Internet surfers have long worried that they have insufficient control over their online privacy — despite the privacy policies many people agree to when they visit websites or use online services.

There are data to support the surfers' feelings: Online privacy policies are so cumbersome and onerous that it would take the average person about 250 working hours every year — about 30 full working days — to actually read the privacy policies of the websites they visit in a year, according to an analysis by researchers Aleecia M. McDonald and Lorrie Faith Cranor.

The Federal Trade Commission has recently announced it is exploring whether to give consumers greater control over their online privacy. Online privacy is currently not regulated in the United States. Authorities have encouraged companies to disclose information to users, based on the idea that users will then read the policies and make enlightened decisions about which companies to trust with their information.
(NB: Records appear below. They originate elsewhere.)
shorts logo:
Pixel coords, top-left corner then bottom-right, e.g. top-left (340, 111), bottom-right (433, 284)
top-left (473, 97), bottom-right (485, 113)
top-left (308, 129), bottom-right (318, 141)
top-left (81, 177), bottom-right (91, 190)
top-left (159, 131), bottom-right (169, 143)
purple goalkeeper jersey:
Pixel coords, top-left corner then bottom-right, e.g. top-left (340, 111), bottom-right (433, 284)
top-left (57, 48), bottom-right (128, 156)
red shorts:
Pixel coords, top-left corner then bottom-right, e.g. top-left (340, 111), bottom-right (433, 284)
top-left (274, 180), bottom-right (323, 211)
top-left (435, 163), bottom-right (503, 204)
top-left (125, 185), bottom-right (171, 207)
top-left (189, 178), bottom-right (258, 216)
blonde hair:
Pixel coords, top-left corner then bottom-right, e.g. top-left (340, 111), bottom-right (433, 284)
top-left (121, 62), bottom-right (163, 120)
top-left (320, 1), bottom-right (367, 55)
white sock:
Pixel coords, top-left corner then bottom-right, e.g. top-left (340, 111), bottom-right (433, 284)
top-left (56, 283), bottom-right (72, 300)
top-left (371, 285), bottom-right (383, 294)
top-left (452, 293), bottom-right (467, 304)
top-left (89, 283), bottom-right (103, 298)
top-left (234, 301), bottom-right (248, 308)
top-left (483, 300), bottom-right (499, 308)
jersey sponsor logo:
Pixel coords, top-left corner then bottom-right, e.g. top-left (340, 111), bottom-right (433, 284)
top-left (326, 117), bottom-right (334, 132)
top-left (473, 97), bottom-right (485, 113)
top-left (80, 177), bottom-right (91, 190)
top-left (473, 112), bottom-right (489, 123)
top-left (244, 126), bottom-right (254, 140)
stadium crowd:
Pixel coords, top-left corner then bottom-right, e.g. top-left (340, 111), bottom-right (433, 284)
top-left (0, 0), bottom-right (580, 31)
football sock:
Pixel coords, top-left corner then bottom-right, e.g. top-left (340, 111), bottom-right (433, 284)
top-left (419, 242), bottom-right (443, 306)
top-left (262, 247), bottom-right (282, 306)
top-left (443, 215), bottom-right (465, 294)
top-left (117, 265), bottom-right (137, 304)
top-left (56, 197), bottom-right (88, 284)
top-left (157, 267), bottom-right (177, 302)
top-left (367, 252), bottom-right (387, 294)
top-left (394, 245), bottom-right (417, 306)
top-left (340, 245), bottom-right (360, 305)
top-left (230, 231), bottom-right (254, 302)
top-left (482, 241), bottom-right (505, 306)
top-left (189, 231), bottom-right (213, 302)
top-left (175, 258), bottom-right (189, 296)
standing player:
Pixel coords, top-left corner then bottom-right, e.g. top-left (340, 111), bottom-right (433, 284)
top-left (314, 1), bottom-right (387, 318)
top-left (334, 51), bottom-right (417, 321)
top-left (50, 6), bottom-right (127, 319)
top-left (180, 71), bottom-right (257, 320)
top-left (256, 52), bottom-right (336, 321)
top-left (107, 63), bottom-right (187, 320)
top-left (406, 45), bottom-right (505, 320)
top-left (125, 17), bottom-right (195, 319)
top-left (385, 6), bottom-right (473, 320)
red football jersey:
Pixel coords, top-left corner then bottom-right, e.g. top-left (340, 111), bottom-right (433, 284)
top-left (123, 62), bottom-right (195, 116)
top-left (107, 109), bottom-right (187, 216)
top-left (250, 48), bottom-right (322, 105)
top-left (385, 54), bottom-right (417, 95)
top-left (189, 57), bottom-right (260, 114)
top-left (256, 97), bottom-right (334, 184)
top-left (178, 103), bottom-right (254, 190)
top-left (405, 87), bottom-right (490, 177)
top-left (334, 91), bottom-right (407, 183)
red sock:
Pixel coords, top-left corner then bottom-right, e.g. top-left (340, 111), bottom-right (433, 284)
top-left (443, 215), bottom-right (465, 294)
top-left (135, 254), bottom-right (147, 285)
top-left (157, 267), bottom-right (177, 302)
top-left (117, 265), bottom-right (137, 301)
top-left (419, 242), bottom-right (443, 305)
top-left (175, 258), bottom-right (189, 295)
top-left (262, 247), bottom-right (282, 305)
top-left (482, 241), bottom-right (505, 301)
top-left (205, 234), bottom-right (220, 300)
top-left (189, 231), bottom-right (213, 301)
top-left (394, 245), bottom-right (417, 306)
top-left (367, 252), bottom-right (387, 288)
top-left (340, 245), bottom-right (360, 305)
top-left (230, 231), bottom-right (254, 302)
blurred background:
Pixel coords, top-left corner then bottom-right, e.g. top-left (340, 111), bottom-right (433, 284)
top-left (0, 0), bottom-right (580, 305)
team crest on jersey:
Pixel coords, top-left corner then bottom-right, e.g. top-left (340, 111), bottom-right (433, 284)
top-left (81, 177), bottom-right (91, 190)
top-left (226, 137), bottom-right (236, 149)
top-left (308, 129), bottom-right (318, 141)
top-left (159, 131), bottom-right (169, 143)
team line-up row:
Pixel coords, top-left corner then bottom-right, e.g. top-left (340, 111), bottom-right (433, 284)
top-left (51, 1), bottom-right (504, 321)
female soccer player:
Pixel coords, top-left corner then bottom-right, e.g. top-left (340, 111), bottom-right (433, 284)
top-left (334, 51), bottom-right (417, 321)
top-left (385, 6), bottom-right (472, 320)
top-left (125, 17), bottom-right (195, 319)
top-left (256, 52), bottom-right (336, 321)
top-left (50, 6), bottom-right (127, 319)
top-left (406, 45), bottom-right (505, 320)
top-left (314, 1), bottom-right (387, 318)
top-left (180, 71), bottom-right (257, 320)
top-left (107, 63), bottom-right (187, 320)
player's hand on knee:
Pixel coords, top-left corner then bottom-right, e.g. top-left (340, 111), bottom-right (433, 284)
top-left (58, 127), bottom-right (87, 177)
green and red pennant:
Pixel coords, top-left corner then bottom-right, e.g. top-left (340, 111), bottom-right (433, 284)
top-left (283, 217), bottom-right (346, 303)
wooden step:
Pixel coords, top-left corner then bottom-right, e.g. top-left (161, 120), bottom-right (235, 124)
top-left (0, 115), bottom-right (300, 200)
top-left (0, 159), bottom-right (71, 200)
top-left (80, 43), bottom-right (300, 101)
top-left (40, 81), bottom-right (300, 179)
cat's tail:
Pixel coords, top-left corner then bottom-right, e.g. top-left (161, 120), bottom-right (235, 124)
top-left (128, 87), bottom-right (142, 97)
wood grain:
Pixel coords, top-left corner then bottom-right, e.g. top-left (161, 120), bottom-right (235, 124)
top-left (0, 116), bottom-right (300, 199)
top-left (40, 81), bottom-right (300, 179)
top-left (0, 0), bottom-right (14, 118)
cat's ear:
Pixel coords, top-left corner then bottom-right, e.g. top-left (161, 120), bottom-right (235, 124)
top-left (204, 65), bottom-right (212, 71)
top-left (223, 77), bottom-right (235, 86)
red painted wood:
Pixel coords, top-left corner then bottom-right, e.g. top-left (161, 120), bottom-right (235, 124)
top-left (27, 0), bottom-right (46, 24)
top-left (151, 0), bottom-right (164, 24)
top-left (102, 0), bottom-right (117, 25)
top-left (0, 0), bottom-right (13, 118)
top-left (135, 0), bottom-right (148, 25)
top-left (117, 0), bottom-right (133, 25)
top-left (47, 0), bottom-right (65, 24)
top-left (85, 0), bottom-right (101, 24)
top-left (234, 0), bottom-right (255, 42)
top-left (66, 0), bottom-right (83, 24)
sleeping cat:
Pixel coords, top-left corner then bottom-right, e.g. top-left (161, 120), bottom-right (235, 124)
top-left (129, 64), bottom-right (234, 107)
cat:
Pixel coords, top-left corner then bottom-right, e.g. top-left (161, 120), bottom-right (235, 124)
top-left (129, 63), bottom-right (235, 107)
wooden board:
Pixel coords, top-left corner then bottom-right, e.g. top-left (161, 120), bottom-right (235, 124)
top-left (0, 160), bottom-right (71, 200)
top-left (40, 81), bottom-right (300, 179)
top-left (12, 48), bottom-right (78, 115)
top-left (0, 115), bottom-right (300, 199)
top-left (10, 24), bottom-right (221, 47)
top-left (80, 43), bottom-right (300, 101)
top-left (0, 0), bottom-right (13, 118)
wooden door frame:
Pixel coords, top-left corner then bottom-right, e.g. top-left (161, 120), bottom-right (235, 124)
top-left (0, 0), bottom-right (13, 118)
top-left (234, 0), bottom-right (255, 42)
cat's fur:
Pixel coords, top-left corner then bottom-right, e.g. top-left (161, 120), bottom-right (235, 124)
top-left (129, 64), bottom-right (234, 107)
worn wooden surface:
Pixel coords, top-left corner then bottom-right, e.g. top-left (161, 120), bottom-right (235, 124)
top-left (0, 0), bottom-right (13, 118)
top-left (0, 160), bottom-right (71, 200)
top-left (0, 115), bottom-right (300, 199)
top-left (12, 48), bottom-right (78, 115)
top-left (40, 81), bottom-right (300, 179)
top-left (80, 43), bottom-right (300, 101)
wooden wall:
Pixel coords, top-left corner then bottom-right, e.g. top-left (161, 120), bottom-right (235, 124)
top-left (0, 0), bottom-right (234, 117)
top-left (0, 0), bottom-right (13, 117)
But the proliferation of long, onerous and often difficult-to-follow privacy policies has led to a situation where most people consent to privacy policies without reading or understanding them, Cranor says.

"If people were to actually stop and read all of them for every website that they visited, they could spend on the order of 200 to 250 hours a year — about a month of time at work each year that you could spend reading privacy policies," she says. "It's insane."

Privacy policies are so onerous that Cranor's graduate students moan in protest when she asks them to read three policies for class.

Cranor said most Americans do not understand the full extent to which their personal information is being captured and mined.

"When you go into a shopping mall, there's nobody following you around," she says. "Imagine that as you go around your shopping mall, you have someone who is not only looking and commenting — but actually recording everything that you look at, every time you hesitate, every time you remark about something. And then, after you leave the shopping mall, and you go to your dentist's office, you go to the doctor's, you go to pick your kids up from school, they continue to follow you around, and everything is being recorded. I think that is what you have on the Internet."

If people actually were to read the policies placed before them, Cranor says, the total cost — in time alone — would be around $781 billion a year.